Introduction to Algorithms in Python

Efficient and portable I/O

You will eventually want to read and write data, too
Badly implemented I/O can easily take 99% of your run-time!

Portable I/O

plain text is portable, but
- horribly space wasting (unless compressed, which then harms portability)
- horribly slow as everything needs to be converted
  - unless your actual calculations are done using letters
- cannot really be parallelised so in parallel even more slower
some file formats will be hard or impossible to open on another computer so
avoid machine dependent I/O, like
- The unformatted IO in Fortran
  - unlikely to be efficient
  - likely to be very hard to open on another machine or Fortran library
- C’s fwrite(data, size, count, file)
  - with the right size and count this can be very efficient for a single-threaded application
  - but not very portable: few data types are guaranteed to be equivalent across machines and byte-order can also change
some good libraries to portable I/O
- HDF5 is de facto high-performance data format and very standardised
  - cross-language, cross-platform: available in every imaginable system and language!
  - will not load the file to memory unless it is sliced or altered: useful for processing files which are too large for your memory if you do not need to alter the data
- netcdf4 is also quite efficient (in fact it’s HDF5 underneath)
- sometimes numpy’s save, savez and savez_compressed are ok
  - remember to pass allow_pickle=False to maintain portability
  - when loading, pass mmap_mode parameter to use memmaped IO: useful for large files when only part of it is needed
  - but have a look at Blaze, too

numpy can import almost any text file easily

suppose you have a file like this

# This file contains a bunch of point particles of varying locationg, speeds, 
# masses and charges
X	Y	Z	Vx	Vy	Vz	mass	charge
0	0	0	0	0	0.1	100.0	0.0
1.0	0	4	0	10.0	0	10.0	-1.0
0	2	0	0.1	0	0.1	1000.0	0.0
2	2	-3	0.1	0	0.1	100.0	1.0
# A comment line

you can import this with numpy easily

<<genfromtxt_example_import_importer>>
print(data)

please see help(numpy.genfromtxt) for full documentation: the function is capable of ingesting almost any kind of textual data, even strings!
but it is not fast, no text import ever is
we’ll later show how to plot this

Performant I/O

all the above formats can be internally and transparently compressed, which can help save disc space
- but compression is not magic as we shall see

IO using numpy

import numpy
import os
import tempfile
import cProfile
import pstats
data=numpy.random.random((1000,1000,100))
tempfiles = [tempfile.TemporaryFile(dir=".") for i in [0,1,2,3]]
cps = [cProfile.Profile() for i in range(len(tempfiles))]
runs = ["numpy.savez", "numpy.savez_compressed", "numpy.savez_compressed",
        "numpy.savez_compressed"]
for i,r in enumerate(runs):
    if (i==2):
        data[100:900,100:900,30:70]=0.0
    if (i==3):
        data = numpy.ones((1000,1000,100), dtype=numpy.float64)
    cps[i].runcall(eval(r), tempfiles[i], {"array_called_data":data})

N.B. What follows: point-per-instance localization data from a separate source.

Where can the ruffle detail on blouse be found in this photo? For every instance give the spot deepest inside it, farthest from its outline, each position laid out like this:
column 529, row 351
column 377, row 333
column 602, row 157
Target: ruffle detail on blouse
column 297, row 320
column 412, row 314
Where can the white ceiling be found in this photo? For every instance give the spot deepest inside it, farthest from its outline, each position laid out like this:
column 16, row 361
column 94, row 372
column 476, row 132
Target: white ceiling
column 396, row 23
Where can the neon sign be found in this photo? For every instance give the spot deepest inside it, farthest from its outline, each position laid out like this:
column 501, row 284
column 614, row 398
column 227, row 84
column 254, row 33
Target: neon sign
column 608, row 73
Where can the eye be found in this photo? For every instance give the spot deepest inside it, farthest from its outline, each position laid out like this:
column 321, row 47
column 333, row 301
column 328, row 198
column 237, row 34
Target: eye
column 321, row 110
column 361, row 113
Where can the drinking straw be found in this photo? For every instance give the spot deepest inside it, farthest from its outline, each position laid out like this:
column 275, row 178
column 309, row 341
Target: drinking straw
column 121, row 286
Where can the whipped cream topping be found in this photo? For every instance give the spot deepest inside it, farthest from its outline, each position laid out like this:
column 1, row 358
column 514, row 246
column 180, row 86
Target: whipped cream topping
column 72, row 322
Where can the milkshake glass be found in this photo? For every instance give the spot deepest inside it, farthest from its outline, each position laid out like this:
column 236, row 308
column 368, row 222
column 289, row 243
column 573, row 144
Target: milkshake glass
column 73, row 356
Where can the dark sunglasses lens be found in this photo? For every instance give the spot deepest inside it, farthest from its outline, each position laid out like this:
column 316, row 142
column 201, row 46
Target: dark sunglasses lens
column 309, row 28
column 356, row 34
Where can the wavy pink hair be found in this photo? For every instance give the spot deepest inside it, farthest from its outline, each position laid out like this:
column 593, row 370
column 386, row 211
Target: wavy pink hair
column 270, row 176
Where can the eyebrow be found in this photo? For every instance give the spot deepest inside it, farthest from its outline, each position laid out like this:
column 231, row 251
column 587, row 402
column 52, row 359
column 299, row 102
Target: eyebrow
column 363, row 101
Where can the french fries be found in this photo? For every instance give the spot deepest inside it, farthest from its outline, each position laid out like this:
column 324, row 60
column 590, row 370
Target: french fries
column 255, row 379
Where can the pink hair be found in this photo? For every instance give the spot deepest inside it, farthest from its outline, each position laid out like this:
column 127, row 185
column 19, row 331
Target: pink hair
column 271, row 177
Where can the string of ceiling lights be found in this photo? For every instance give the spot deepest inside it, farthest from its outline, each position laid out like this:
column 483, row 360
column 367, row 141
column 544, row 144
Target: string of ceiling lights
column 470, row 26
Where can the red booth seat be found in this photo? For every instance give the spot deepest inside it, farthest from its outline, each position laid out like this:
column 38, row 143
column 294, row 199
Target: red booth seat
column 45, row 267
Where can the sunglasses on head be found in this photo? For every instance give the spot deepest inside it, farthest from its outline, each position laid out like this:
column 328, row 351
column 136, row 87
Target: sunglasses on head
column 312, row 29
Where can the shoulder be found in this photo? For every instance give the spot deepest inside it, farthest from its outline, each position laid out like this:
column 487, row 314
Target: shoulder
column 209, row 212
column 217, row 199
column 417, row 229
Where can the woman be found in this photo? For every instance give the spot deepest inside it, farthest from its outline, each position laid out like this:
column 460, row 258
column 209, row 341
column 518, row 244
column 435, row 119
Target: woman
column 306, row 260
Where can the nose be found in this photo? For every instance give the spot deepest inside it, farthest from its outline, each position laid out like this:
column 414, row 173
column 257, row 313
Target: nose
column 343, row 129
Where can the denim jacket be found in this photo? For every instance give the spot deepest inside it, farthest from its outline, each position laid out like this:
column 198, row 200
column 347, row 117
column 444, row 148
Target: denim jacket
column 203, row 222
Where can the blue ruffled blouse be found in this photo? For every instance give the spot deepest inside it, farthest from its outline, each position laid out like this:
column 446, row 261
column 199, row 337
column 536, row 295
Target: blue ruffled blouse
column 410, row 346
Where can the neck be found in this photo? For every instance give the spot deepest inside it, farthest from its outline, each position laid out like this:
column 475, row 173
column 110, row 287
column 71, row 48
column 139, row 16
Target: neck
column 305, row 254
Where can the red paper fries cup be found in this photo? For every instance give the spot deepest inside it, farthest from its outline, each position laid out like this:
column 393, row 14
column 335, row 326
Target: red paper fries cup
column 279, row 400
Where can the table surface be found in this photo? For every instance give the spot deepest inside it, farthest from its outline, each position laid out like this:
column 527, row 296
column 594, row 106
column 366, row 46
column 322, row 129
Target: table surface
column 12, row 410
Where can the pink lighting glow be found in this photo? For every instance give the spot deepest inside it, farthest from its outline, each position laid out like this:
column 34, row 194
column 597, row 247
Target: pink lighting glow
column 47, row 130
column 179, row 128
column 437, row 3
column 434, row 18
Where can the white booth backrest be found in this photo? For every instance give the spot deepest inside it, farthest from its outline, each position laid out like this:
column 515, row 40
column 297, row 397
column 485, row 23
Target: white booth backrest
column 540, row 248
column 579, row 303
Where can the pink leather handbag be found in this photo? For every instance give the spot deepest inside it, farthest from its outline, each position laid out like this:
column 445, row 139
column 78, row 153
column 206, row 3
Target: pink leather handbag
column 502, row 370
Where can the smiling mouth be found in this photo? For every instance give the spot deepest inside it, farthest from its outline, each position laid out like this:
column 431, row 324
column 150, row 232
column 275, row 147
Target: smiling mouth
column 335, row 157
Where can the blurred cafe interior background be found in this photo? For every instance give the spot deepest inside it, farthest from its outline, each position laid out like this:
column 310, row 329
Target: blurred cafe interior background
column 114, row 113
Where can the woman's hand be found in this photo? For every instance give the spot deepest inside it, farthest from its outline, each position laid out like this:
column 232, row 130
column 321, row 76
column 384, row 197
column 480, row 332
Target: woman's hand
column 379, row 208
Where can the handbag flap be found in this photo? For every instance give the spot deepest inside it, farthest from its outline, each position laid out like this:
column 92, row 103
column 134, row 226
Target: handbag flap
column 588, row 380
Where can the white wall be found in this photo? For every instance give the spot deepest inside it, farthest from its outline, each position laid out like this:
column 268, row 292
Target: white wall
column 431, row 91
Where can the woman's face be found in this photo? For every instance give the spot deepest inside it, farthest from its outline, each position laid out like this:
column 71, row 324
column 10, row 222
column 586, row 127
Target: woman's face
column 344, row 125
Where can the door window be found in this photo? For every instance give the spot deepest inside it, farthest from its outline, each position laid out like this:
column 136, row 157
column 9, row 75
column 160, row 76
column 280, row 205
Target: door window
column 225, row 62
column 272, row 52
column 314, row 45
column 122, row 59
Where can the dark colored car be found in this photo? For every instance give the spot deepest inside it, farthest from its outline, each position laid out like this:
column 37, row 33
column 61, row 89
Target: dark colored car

print('''Time spent and file sizes:
  uncompressed random data:   {uncompt:g}\t{uncomps} 
  compressed random data:     {compt:g}\t{comps}
  compressed semirandom data: {semit:g}\t{semis}
  compressed zeros:           {zerot:g}\t{zeros}'''.format(
      uncomps=os.stat(tempfiles[0].name).st_size,
      comps=os.stat(tempfiles[1].name).st_size,
      semis=os.stat(tempfiles[2].name).st_size,
      zeros=os.stat(tempfiles[3].name).st_size,
      uncompt=pstats.Stats(cps[0]).total_tt,
      compt=pstats.Stats(cps[1]).total_tt,
      semit=pstats.Stats(cps[2]).total_tt,
      zerot=pstats.Stats(cps[3]).total_tt
  ))

Time spent and file sizes:
  uncompressed random data:   14.5592	1199016235 
  compressed random data:     171.092	902638358
  compressed semirandom data: 116.649	680406052
  compressed zeros:           18.3051	1747540

floating point numbers are often almost random from a compression algorithm’s point of view
for random data the breakeven point with my laptop is around 6 MB/s disc write speed: slower than that and compression wins
- unfair comparison since only one core used for compression and the algorithm used is embarrassingly parallel
- unfair also because the data comes from a fast local SSD: the write speed is over 50 MB/s
- in supercomputing environments disc write speeds of 5 GB/s are normal, but that would require compression speed to go up by over 1000x or more to make compression worth while
- but this all depends on both the compression factor and time it takes to compress: the last case obviously benefits even with 50 MB/s disc and single-core compression
- bottom line: only useful in special cases and when disc-space is tight but CPU seconds are not

HDF5 and h5py: writing and transparent compression

HDF5’s szip algorithm is supposed to understand floating point numbers and compress smartly
- unfortunately we do not have it available here
learn by example: a simple 3D array of random numbers

import numpy
import h5py
import os
import tempfile
import cProfile
import pstats

def h5py_create(filename, datadict, compression):
    '''Create a new HDF5 file called "filename" and save the values of
    "datadict" into it using its keys as the dataset names; create an
    attribute called "compression" holding the value of "compression"
    parameter. '''
    f = h5py.File(filename, mode="w")
    attrvalue = "nothing interesting for now"
    f.attrs.create("top-level-attribute", attrvalue,
    dtype="S{x}".format(
        x=len(attrvalue)))
    for name,value in datadict.items():
        ds = f.create_dataset(name, data=value, compression=compression, chunks=True)
        ds.attrs.create("compression", str(compression),
    dtype="S{x}".format(
        x=len(str(compression))))
    return

def szip_available():
    '''Try to create a dataset using szip: return True if succeeds, False
    on ValueError (szip not available) and raise on others.'''
    import tempfile
    tempf = tempfile.NamedTemporaryFile(dir=".")
    f = h5py.File(tempf.name,"w")
    try:
        f.create_dataset("foo", shape=(10,10), dtype="f8", compression="szip")
    except ValueError:
        ret = False
    else:
        ret = True
    finally:
        f.close()
    return ret

data=numpy.random.random((1000,1000,100))
tempfiles = [tempfile.NamedTemporaryFile(dir=".") for i in [0,1,2,3]]
cps = [cProfile.Profile() for i in range(len(tempfiles))]
if (szip_available()):
    comp="szip"
else:
    comp="gzip"
runs = [None] + 3*[comp]
for i,r in enumerate(runs):
    if (i==2):
        data[100:900,100:900,30:70]=0.0
    if (i==3):
        data = numpy.ones((1000,1000,100), dtype=numpy.float64)
    cps[i].runcall(h5py_create, tempfiles[i].name, {"array_called_data":data}, r)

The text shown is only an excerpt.